MF is a complex hematologic disorder arising from the mutation of hematopoietic stem cells. Excessive proliferation of cells from the neoplastic clones gives rise to granulocyte and megakaryocyte hyperplasia, whereas the altered interaction between hematopoietic and stromal cells in the BM microenvironment leads to the development of the fibrosis that is the hallmark of the disease.27  PMF originates from the acquisition of somatic driver mutations in JAK2, MPL, or CALR genes by hematopoietic stem/progenitor cells, even if almost 5% of patients do not harbor any of these and, therefore, are considered triple negative.7  Several other mutations might be present in PMF patients; among them, those occurring in EZH2, ASXL1, SRSF2, and IDH1/2 genes are termed HMR because of their negative impact on OS and LFS.28 

MF can be primary or secondary to PV and ET; moreover, a prefibrotic stage and overt PMF must be distinguished within PMF, depending on the degree of BM fibrosis, because they represent distinct entities. As demonstrated by clinical features of patients included in our data set, in agreement with literature findings, PET-MF was characterized by increased platelet counts,20,26  whereas pre-PMF displayed higher Hb levels and platelet counts and a lower frequency of splenomegaly.24,25  Increased Hb was also evident in PPV-MF, which was also characterized by an increased leukocyte count and the presence of a JAK2V617F mutation in all patients.20,26  Despite these differences, MF cases are currently managed in the same way.29  To study whether gene expression might provide clinical and prognostic information at any time during the disease course, we included samples from diagnosis and during follow-up in our dataset and correlated GEP with patient features at those time points.
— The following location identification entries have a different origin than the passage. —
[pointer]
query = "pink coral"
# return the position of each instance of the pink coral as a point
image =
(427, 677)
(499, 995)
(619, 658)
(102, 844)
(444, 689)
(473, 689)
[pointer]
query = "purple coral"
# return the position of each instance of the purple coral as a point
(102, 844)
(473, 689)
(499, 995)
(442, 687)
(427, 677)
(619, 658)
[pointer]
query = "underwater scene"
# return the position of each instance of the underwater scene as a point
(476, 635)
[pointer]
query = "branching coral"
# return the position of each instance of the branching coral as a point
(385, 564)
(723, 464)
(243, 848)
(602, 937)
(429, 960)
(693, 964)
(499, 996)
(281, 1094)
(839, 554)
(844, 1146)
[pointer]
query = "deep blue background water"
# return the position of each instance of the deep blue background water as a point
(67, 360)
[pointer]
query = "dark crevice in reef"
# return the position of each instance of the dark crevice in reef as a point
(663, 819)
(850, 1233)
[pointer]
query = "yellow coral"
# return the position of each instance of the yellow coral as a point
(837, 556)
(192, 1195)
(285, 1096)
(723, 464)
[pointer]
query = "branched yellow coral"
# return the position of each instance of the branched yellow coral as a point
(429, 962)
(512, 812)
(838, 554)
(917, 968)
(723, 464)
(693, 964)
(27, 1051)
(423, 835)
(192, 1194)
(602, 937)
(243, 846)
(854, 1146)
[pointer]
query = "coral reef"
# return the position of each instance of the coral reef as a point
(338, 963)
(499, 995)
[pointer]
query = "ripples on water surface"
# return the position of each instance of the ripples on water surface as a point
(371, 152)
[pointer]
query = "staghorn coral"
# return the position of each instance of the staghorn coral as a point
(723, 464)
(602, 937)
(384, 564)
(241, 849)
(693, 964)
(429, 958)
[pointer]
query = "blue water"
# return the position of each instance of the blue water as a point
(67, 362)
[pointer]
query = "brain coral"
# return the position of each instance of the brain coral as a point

Many prognostic models were developed in the last decade, allowing risk stratification in MF patients based on clinical features (ie, IPSS, DIPSS), as well as on molecular and cytogenetics characteristics (ie, DIPSS-plus, MIPSS70, MIPSS70+v2.0, GIPSS).12,13,30-32  These models were developed for prognostication in PMF but are also applied in SMF cases, even if a specific model was recently developed (MYSEC-PM).10  More recently, Grinfeld et al emphasized the impact of driver mutations on patient prognosis by defining a classification scheme for MPNs and related disorders based on the type of genomic alterations harbored by patients.3 

Because clinical decision making in MF is mainly influenced by survival prediction, it is fundamental to develop easy-to-use models that can identify patients who are at the highest risk of death. Gene expression analysis was recently adopted to predict the risk of recurrence in breast cancer,33  but gene expression signatures were also developed to predict survival in hematopoietic malignancies, such as AML (ie, 17-gene leukemia stem cell score [LSC17]).15  Therefore, we decided to study the GEP of MF granulocytes to evaluate its impact on disease phenotype and patient outcome. We focused on granulocytes because they represent an easily accessible myeloid cell population that belongs to the neoplastic clone, unlike peripheral blood mononuclear cells that also contain lymphoid elements.34 

Using Cox-regression analysis, we identified survival-related transcripts that were used to construct a classifier based on the expression of 201 genes that could identify 2 groups of patients. High-risk patients identified by our model displayed an inferior OS and LFS compared with low-risk cases. Our results demonstrated that gene expression–based classification showed good agreement with contemporary prognostic models; indeed, the high-risk classification correlated with the presence of several detrimental features, such as advanced age, decreased Hb levels (<10 g/dL) and platelet count (<100 × 109/L), increased white blood cell count (>25 × 109/L), circulating blasts ≥ 1% and 2%, and the presence of constitutional symptoms and splenomegaly. Interestingly, in a recent report by Penna et al,35  the absence of the same detrimental features correlated with long survival (>20 years) in patients with PMF; this condition was similar to that observed in the low-risk group identified by gene expression signature. The frequency of patients with ≥1 HMR mutation was increased in the high-risk group, and the presence of these variants correlates with MF diagnosis and a more aggressive disease with inferior OS.3  Moreover, our findings underscored the impact of JAK2V617F allele burden on OS, because the high-risk group contained an increased frequency of homozygous patients, whereas heterozygous ones clustered within the low-risk group. These data are in agreement with those of Grinfeld et al, who demonstrated that patients with a JAK2V617F heterozygous disease have favorable outcomes.3 

Our gene expression–based classifier was able to distinguish high-risk patients from low-risk ones within intermediate-risk classes. Indeed, in patients stratified according to DIPSS, belonging to the high-risk group represented a risk factor for inferior survival in the Intermediate-1 and Intermediate-2 categories. The high-risk group was characterized by significantly inferior OS compared with the low-risk group: 3.05 years and 3.42 years in the Intermediate-1 and Intermediate-2 classes, respectively. Likewise, within the MIPSS70 Intermediate group, high-risk patients displayed a median OS of 2.68 years, which was significantly lower compared with the low-risk group. Multivariable analysis demonstrated that gene expression–based classification might represent a risk factor for inferior survival independent from the DIPSS and MIPSS70 classifications, as well as from factors included in these models. Therefore, this suggests that gene expression analysis might provide additional information other than that included in contemporary prognostic models.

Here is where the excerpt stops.